I VL over Z A = 415v over o.12 olms = PSC 3.46 KA

T k squeared x S squeared over I squeared = (143x143) X (12x12) over 3460 = 0.245970129306

please can u let me know if right or wrong anf if wrong how is it done thanks :thumbsup:


----------



## piperunner (Aug 22, 2009)

ianherts said:


> please could some one help with this:
> 
> a 12mm squared cable with 90 degrease thermosetting rubbers is to be used in conjunction with lighting,small power, data and fire alarms insullations. it is protected by a 40 A fuse to BS 88 part2 in an installation where loop impedence between lines of print where the fuse is installed is 0.14 olms. If the supply is 415V three phase, what will the protective short circuit be? Also determine the time for the current to raise the conductor temp to the permissible level.
> this is what i have made it but not sure if its right:
> ...


Dont know were to start but are you a electrician and if so one thing is wrong off the top 90 deg wire is the wrong choice lets start over and pick a 75 deg wire or cable first ?
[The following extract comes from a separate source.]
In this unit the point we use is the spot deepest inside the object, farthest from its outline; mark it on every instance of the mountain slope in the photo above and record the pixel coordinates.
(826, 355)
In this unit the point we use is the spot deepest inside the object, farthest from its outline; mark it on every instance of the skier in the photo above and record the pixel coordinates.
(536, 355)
But iam new to this forum you codes are different then ours yes/ no ?

Unless your equipment is rated for 90 deg ?


----------



## ianherts (Jan 31, 2010)

i work with an electrician and doing a course but this sum was in my home course work i have wrote it from the course work as it says


----------



## piperunner (Aug 22, 2009)

ianherts said:


> i work with an electrician and doing a course but this sum was in my home course work i have wrote it from the course work as it says



Oh homework well i wont give you the answer but first look at you wire temp ?

Take your code book out and tell me what the correct wire should be ?


----------



## ianherts (Jan 31, 2010)

im in the uk and that sum is from the book lol


----------